PROFETA A PALOS
A veces la vida te reserva satisfacciones que no has buscado. A mediados del año 1991 tuve el placer de ver cómo un adversario político, miembro del Gobierno, proponía lo que sólo seis meses antes, en el mes de diciembre de 1990 —durante la celebración de un seminario de la Fundación Sistema en Sevilla—, fue excusa de la intensa presión por parte del ministro de Economía al presidente del Gobierno para que prescindiera de mí. Pocos días después el presidente redactó una carta en la que yo aprecié su deseo de que abandonase el Gabinete. En la carta, Felipe reflexionaba sobre nuestra colaboración futura. Anunciaba que dedicaría los días próximos a preparar una crisis de Gobierno, pero que antes deberíamos decidir sobre mi continuidad o no en el Gabinete. Se interrogaba sobre los efectos que tendría una eventual salida mía que él no había querido aceptar en las ocasiones anteriores en las que yo se lo había planteado. Tuve clara mi posición. Contesté a la carta pidiéndole una entrevista que se celebró de inmediato y en la que le presenté mi dimisión.

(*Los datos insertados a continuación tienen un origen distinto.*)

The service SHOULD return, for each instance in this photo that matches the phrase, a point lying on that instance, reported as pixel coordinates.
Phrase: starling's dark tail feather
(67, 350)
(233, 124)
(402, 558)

El motivo (asumido por Felipe González) que impulsó esta vez la presión del equipo económico para que yo abandonase el Gobierno estuvo centrado en una frase de una conferencia que pronuncié en Sevilla. Había recordado a David Ricardo y su ley de bronce —o ley de hierro en otra versión— de los salarios, es decir, la conveniencia de que los salarios no puedan crecer sin una referencia a la marcha de la economía de las empresas. En mi conferencia eché yo en falta que la limitación del crecimiento del salario no tuviese su correlato en una ley de bronce de los beneficios.
Tal declaración indignó al titular de Economía, Carlos Solchaga, que declaró que nunca llevaría tal ley al Parlamento, demostrando una gran ignorancia en economía, pues cualquier estudiante conoce que la ley de bronce no es más que un concepto, no una ley parlamentaria.

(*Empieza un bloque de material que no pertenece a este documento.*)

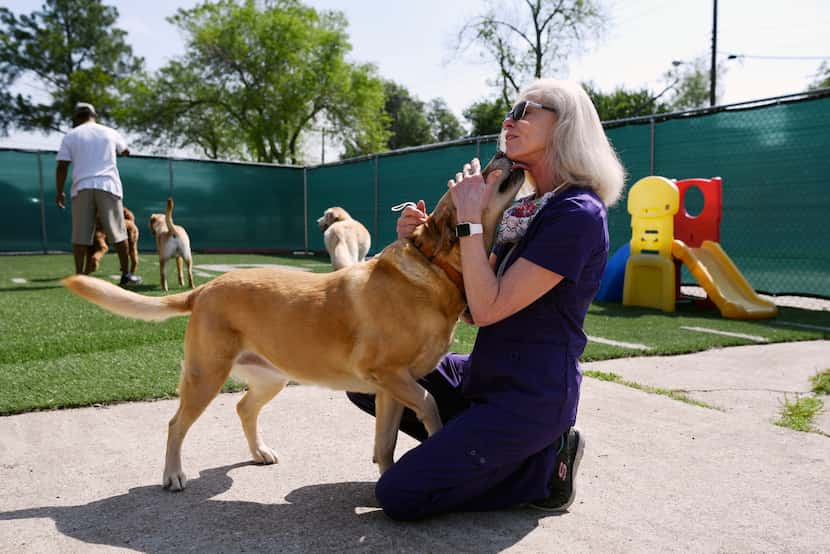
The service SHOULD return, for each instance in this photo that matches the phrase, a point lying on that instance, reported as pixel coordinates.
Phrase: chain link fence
(773, 156)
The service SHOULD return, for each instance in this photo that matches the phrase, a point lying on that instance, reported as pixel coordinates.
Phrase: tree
(822, 77)
(443, 123)
(255, 79)
(621, 103)
(411, 121)
(530, 38)
(74, 53)
(689, 83)
(486, 116)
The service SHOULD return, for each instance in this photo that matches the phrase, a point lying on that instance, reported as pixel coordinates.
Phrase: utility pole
(714, 70)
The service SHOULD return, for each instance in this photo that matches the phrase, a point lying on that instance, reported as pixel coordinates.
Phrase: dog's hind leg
(163, 271)
(189, 262)
(133, 245)
(179, 262)
(264, 383)
(388, 412)
(208, 356)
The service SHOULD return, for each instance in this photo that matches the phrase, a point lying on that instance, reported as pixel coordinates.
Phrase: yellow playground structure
(664, 235)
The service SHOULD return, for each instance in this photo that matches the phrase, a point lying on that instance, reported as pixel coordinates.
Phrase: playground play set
(646, 271)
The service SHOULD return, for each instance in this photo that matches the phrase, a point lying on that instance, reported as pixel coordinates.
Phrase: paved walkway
(658, 475)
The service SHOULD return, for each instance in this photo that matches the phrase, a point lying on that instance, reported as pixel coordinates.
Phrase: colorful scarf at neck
(516, 219)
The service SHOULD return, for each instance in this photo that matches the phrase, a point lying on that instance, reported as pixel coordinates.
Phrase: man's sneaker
(130, 280)
(562, 483)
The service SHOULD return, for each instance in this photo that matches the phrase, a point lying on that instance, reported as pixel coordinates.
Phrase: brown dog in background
(100, 244)
(256, 323)
(347, 240)
(171, 242)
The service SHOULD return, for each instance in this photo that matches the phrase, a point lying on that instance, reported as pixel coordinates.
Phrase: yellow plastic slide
(723, 281)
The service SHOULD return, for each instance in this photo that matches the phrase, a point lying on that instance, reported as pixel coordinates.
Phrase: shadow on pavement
(332, 517)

Pero héteme aquí que seis meses después, sólo seis meses después, el Gobierno elaboró un plan de competitividad, cuyo documento, llamado «Pacto de progreso», preveía que el reparto de dividendos de las empresas no creciera más que los salarios. El Gobierno preveía igualmente la aplicación de un régimen fiscal transitorio que sirviera para incentivar la creación de fondos empresariales con los que financiar programas de investigación y desarrollo, formación profesional y creación de redes comerciales en el extranjero. Los beneficios no distribuidos y reinvertidos en la empresa tendrían un trato fiscal favorable.
O sea, lo que propuse yo sólo seis meses antes y que tanto indignó a Solchaga. ¿Y quién era el ministro de Economía seis meses después?: Solchaga. En los pueblos eso se llama hocicar.